La Fatwa étend cette logique à tous les services générateurs de revenus : santé, éducation, énergie, télécommunications, banques, assurances, propriété intellectuelle, culture ou publicité.
2. Le nissab : seuil de déclenchement de la Zakat
Le nissab correspond à la richesse minimale à partir de laquelle la Zakat devient obligatoire. Deux références sont retenues :
- Or : 85 grammes → environ 68.000 dirhams (800 DH le gramme)
- Argent : 595 grammes → environ 7.438 dirhams (12 DH le gramme)
La Fatwa recommande d’adopter le nissab de l’argent comme base, car il permet d’élargir le nombre de fidèles concernés et donc de renforcer l’impact social de la Zakat. Chaque fidèle garde toutefois la liberté de choisir entre les deux références. Ainsi, toute personne disposant d’une somme équivalente ou supérieure au nissab, maintenue pendant une année lunaire complète, doit s’acquitter de la Zakat à un taux de 2,5 %.

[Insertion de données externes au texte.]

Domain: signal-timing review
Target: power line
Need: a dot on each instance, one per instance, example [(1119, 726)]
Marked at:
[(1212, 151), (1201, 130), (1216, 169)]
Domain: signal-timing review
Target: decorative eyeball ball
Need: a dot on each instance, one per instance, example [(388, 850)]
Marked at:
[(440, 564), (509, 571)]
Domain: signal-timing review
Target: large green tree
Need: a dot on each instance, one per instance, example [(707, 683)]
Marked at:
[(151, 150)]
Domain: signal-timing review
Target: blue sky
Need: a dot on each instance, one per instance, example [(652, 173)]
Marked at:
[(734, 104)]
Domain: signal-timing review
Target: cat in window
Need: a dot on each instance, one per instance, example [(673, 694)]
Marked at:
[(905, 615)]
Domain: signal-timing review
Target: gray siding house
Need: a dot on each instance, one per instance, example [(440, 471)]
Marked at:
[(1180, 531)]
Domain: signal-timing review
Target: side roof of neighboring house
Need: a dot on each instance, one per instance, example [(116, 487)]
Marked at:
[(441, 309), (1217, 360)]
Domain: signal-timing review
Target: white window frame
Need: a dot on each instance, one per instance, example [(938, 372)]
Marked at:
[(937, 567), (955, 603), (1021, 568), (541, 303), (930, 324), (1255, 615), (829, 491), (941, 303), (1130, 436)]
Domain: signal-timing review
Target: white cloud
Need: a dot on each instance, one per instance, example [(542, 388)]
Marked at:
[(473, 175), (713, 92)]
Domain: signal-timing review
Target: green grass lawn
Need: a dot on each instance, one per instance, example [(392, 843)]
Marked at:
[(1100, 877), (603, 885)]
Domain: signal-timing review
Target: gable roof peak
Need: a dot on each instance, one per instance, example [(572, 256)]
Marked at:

3. Le moment de l’exigibilité
La Zakat doit être versée dès qu’elle devient due, sans retard injustifié.
- Pour les récoltes : au moment de la moisson ou de la cueillette.
- Pour le bétail : après une année complète de détention.
- Pour les revenus, épargnes et biens commerciaux : après une année lunaire complète.
- Pour les ressources minières : dès l’extraction, avec possibilité de différer le paiement sans dépasser un an.
4. Les bénéficiaires : une priorité aux plus pauvres
La Fatwa reprend les huit catégories mentionnées dans le Coran (Sourate At-Tawbah, verset 60), mais adapte leur application au contexte actuel : Les pauvres (al-fuqara’) et les nécessiteux (al-masâkîn); Les personnes endettées; Les voyageurs en détresse; Ceux qui œuvrent dans le sentier de Dieu (fî sabîl Allâh); Les causes d’utilité publique liées à la communauté.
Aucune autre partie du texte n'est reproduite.